As the French and Spanish tracks are different gauges, no trains run the whole way from Toulouse to Barcelona. Passengers have to change trains, which are however no longer scheduled to offer direct connections. Occasional freight-trains cross the border and are worked to Puigcerda, where freight is transferred. The double-track line to Puigcerda consists of two separate tracks with different gauges and electrified at different currents.

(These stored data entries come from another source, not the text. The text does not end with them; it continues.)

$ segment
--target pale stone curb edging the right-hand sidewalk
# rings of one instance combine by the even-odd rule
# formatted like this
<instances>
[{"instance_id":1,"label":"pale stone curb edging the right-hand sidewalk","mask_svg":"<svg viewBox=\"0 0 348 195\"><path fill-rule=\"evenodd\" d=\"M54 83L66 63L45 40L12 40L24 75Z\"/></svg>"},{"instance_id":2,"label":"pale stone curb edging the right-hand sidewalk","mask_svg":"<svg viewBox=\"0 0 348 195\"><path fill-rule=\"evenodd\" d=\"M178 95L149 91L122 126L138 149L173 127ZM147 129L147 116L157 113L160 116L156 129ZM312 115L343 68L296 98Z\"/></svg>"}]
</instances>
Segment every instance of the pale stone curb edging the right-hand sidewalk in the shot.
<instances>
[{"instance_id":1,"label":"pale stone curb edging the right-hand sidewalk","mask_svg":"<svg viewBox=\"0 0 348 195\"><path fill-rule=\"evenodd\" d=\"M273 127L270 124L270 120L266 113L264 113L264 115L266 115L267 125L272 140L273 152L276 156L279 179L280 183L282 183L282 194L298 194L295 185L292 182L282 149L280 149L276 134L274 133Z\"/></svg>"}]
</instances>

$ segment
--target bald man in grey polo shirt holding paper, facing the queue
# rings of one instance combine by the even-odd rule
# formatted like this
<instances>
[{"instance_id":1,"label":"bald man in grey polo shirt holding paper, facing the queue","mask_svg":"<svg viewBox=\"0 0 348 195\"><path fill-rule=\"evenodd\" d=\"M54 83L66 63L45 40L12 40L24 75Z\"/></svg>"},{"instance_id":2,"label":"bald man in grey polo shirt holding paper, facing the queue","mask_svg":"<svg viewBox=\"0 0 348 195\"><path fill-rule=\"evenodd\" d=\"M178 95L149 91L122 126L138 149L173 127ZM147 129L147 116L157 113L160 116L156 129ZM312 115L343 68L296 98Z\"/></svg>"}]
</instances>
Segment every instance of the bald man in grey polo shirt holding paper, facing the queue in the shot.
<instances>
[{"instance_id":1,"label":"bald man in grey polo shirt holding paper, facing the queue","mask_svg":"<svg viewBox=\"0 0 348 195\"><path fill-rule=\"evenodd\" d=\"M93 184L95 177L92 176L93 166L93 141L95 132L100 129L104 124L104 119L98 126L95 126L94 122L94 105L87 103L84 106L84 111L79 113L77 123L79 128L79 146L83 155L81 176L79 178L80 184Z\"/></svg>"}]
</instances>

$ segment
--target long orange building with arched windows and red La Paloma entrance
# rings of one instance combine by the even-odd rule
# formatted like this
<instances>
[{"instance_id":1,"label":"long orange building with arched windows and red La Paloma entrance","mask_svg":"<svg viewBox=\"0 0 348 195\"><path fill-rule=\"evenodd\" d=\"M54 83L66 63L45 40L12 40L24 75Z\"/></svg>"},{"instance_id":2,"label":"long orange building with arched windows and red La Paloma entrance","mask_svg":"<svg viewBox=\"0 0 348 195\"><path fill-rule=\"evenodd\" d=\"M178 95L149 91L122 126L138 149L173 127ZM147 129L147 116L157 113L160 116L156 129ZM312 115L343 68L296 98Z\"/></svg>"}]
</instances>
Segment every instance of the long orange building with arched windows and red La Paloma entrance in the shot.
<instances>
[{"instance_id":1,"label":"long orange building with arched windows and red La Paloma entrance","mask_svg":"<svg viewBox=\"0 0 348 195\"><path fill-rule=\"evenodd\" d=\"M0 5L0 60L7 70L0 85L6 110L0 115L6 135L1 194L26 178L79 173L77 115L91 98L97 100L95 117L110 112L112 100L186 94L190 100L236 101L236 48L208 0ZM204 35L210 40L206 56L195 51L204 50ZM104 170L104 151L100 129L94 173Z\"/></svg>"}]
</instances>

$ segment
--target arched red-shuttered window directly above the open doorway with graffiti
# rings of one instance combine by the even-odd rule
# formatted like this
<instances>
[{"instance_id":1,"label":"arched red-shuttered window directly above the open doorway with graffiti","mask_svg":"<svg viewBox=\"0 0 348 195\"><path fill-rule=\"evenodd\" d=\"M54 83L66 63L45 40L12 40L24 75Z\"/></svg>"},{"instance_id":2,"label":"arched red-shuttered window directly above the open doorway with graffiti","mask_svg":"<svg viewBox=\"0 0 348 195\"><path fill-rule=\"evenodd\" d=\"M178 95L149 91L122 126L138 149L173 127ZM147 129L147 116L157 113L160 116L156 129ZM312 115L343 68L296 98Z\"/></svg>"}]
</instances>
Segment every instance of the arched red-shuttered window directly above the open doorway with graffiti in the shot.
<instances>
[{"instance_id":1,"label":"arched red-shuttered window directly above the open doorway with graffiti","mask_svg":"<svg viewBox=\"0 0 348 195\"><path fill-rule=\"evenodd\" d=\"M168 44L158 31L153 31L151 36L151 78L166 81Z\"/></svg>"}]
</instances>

European route E09 and part of the Route nationale 20 connect Latour-de-Carol with Bourg-Madame (near the border with Spain) and Foix.

==History==
The first traces of habitation date from 600 BC. and are located on the site of the hamlet of Iravals. The population moved from the 13th century around the hamlet of Latour-de-Carol, partly abandoning Iravals.

On 1 February 1837 the commune of Porta was created by detachment from Latour-de-Carol.

==Historical monuments==
- L'ancienne église Saint-Fructueux d'Iravals (XIIc.) est située au hameau éponyme. (Classified as a Monument historique in 1963).
- The church of Saint-Étienne is located on a slight rise to the south of the village. It dates from the 15th century. A reused wooden panel was discovered there at the beginning of the 20th century, used to close the left side of the altar of Saint Sebastian which turned out to come from an altarpiece made by Antoine Peytavi (c.1540-1592) for the Saint-Fructueux chapel in Latour-de-Carol. It was restored and classified as a Monument historique on 24 May 1932.